PHOSPHORUS METABOLISM

Phosphorus in more widely distributed than calcium and also serves a variety of biological functions (Table 2) (3,4). While most of phosphorus is skeletal as hydroxyapatite, 15 % is distributed among extraskeletal sites like phosphoproteins, phospholipids, and nucleic acids (Table 13). In blood, phosphorus exists as the phosphates, H2PO4G and HPO4=, but its concentration is measured as phosphorus, with a normal range of 2.5 - 4.5 mg/100 ml. The regulation is not as tight as it is for calcium, with substantial perturbations due to diet and alimentation.

Table 13. Phosphorus Metabolism

  • General

    • Widely distributed

    • Multiple biological functions Distribution

    • Skeletal - Hydroxyapatite:

    • 3 Ca(PO4)2 o Ca(OH)2

    • 15% extraskeletal

      • Phosphoproteins

      • Phospholipids

      • Nucleic acids

  • Blood Phosphate:

  • H2PO4- and HPO4=

  • Concentration measured as phosphorus: 2.5 - 4.5 mg/100 ml

  • Regulation

    • Not as closely as calcium

    • Diet

    • Alimentation

    • Growth

    • Diurnal rhythm

    • Hormones

    • Other factors

Table 14. Dietary Phosphorus

  • Most foods

  • 1 gm per day - variable

  • Absorption

    • Site - distal to duodenum

    • Mechanism

      • Calcium dependent

      • Calcium independent

  • Regulation

    • Diet - 70% absorbed

    • Calcitropic hormones

      • Vitamin D - increases

      • PTH - increases

    • CT - decreases

  • Other factors

    • GH - increases

    • Phosphate binders (Ca, Al) decrease

    • Calcium - decreases

    • Fecal - non-absorbed and secreted

Table 15. Urinary Phosphate

  • Major route of regulation

  • Related to diet 90% filtered (? protein binding)

  • Proximal tubule - 90% reabsorbed

    • H2PO4- - active

    • HPO4= - passive

  • Distal tubule - 10% reabsorbed

  • Regulation

    • Diet

    • Calcitropic hormones

      • PTH - increases excretion

      • CT - increases excretion

      • Vitamin D - decreases excretion

Dietary phosphorus comes from most foods, averaging about 1 gm per day (Table 14), with the most important sources being dairy products, grains, meats, and food additives (2,4).
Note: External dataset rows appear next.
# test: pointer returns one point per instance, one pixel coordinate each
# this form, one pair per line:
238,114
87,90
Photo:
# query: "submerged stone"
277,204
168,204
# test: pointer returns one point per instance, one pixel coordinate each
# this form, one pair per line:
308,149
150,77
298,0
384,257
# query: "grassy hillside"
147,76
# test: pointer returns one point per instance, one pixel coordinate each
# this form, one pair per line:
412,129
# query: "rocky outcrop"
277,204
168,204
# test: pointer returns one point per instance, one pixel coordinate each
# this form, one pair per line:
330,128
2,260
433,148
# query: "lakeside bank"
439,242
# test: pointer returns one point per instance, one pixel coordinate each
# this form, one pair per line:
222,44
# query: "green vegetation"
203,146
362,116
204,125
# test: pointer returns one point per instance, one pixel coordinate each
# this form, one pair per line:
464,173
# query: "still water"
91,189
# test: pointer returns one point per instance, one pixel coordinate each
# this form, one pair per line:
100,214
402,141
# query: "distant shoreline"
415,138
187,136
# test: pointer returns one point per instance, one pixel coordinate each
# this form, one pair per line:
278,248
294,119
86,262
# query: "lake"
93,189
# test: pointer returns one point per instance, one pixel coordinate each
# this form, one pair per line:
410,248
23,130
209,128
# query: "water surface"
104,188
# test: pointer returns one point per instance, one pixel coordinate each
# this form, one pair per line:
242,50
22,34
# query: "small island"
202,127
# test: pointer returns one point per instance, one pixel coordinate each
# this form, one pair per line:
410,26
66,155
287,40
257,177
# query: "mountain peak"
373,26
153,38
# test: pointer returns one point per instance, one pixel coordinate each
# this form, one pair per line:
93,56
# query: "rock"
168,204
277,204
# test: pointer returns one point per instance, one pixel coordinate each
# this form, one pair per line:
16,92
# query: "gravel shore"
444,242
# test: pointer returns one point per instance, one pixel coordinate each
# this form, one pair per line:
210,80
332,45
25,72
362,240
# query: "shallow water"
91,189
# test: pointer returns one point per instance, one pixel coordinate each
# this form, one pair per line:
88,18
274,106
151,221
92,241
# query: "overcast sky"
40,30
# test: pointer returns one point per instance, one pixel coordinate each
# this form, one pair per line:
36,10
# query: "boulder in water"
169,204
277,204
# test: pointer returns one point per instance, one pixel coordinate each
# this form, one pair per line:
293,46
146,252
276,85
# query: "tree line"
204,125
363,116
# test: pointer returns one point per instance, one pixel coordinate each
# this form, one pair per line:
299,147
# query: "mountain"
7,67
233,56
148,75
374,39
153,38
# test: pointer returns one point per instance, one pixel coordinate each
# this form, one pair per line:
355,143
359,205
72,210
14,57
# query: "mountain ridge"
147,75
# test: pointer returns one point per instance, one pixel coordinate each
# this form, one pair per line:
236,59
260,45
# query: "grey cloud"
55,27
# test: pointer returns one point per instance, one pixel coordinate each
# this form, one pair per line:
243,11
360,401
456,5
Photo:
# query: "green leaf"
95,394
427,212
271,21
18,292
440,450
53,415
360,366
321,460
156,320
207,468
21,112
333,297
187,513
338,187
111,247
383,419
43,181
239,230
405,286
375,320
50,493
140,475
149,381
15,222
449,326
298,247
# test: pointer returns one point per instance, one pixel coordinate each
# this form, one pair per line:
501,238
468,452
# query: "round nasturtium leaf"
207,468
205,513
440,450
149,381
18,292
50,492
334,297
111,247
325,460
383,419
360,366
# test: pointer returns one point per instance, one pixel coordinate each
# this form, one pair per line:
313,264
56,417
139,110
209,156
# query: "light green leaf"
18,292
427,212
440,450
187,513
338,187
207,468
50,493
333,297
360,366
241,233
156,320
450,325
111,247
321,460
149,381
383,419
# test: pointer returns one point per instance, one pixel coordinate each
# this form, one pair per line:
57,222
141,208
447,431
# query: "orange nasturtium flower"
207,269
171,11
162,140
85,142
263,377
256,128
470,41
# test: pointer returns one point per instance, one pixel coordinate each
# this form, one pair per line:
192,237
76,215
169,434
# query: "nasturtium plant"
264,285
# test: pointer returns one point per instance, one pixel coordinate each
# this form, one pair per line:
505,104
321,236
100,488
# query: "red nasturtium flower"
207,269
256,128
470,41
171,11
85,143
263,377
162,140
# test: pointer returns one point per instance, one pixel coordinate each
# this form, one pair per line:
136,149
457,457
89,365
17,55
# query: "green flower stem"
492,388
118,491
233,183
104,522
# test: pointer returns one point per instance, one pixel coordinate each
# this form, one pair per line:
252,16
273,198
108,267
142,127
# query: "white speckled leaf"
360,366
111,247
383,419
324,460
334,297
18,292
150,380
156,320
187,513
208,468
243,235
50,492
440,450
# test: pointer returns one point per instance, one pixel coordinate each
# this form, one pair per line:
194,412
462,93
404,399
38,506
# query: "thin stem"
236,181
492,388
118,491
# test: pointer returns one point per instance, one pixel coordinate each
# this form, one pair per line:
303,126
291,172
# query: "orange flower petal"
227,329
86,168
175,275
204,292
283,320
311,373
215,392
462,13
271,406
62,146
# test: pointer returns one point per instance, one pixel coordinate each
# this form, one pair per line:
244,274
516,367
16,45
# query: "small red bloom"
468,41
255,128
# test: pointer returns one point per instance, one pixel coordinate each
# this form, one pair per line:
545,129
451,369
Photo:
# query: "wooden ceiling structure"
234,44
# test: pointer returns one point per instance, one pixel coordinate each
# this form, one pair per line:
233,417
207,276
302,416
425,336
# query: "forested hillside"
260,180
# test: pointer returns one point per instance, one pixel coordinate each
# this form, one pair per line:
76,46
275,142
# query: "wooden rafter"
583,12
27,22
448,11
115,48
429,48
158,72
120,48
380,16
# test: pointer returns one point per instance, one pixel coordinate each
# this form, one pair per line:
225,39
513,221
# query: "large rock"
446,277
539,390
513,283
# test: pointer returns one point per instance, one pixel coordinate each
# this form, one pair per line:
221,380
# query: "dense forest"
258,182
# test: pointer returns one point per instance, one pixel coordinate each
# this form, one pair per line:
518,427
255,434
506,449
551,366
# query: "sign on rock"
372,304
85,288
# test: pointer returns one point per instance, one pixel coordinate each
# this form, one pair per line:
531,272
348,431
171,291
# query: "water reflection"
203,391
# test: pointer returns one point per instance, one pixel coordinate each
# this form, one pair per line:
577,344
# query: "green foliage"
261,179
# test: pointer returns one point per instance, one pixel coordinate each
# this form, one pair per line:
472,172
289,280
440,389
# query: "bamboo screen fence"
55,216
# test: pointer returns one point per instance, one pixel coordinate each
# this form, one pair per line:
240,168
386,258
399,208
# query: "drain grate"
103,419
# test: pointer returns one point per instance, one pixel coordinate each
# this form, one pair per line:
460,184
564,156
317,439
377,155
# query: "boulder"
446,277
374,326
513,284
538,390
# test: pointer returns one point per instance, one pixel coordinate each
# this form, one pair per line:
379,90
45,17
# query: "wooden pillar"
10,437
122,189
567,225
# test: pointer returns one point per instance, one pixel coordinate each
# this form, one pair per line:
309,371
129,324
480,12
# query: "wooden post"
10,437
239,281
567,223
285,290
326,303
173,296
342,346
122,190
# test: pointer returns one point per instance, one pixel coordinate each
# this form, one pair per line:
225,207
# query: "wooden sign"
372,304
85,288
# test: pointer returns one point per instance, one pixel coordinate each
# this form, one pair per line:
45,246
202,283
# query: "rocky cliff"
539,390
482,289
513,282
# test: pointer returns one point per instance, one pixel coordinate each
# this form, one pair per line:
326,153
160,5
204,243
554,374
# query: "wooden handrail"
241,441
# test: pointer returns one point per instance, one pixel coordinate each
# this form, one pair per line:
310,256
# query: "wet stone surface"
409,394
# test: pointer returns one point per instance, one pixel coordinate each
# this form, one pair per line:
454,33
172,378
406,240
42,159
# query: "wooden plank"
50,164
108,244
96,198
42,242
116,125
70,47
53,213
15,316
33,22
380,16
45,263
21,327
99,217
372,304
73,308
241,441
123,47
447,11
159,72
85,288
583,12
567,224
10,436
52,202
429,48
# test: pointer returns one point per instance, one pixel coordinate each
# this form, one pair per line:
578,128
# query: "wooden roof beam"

Absorption takes place at a site distal to duodenum and utilizes both calcium dependent and calcium independent mechanisms that can be active or passive. The most significant quantitatively is post-prandial passive absorption. Approximately 60-80% is absorbed primarily by a diffusional process without a significant saturable component; however, there is regulation by the calcitropic hormones, especially Vitamin D, whose active metabolites increases absorption, while PTH and CT have only minor direct effects (Tables 13 and 14). Calcium- and aluminum-containing phosphate binders can inhibit absorption and are used to do so in the treatment of renal disease. Fecal phosphate comprises non-absorbed and secreted components (Table 14).

Renal phosphate reabsorption controls the concentration of phosphate in serum, and it is usually quantified as the tubular resorption of phosphorus and expressed as the renal phosphate threshold (TmP/GFR), which closely mirrors the normal range of serum phosphorus (5). Although the TmP/GFR can be measured, it is usually estimated by a nomogram from measurements of serum and urinary phosphorus and creatinine. The proximal convoluted tubule reabsorbs about 75 percent of filtered phosphate, and most of the remainder is reabsorbed in the proximal straight tubule; the distal tubule segments may have a limited capacity for reabsorption, about 5 percent of filtered load (1,5).

Urinary phosphate is the major route of homeostatic regulation (5). About 90% is filtered, with reabsorption being the major regulatory step, primarily at the proximal tubule, where 80% is reabsorbed, mostly in the convoluted segment. PTH and CT increase phosphorus excretion, and Vitamin D decreases its excretion (Table 15). The most important factors regulating proximal phosphate reabsorption are PTH and the dietary phosphate intake. By resetting the renal phosphate threshold, PTH allows the kidney to prevent increases in serum phosphate with calcium. This protective mechanism is compromised in renal failure. Other factors that regulate phosphate reabsorption include growth hormone and insulin which increase proximal phosphate reabsorption. Glucocorticoids and calcitonin have a phosphaturic effect; and acidosis, both acute and chronic, causes phosphaturia. At all three sites of phosphate reabsorption, the proximal convoluted tubule, proximal straight tubule, and distal tubule, PTH decreases phosphate reabsorption. Calcitonin inhibits phosphate reabsorption in the proximal convoluted and proximal straight tubule; an action of calcitonin on the distal tubule is uncertain.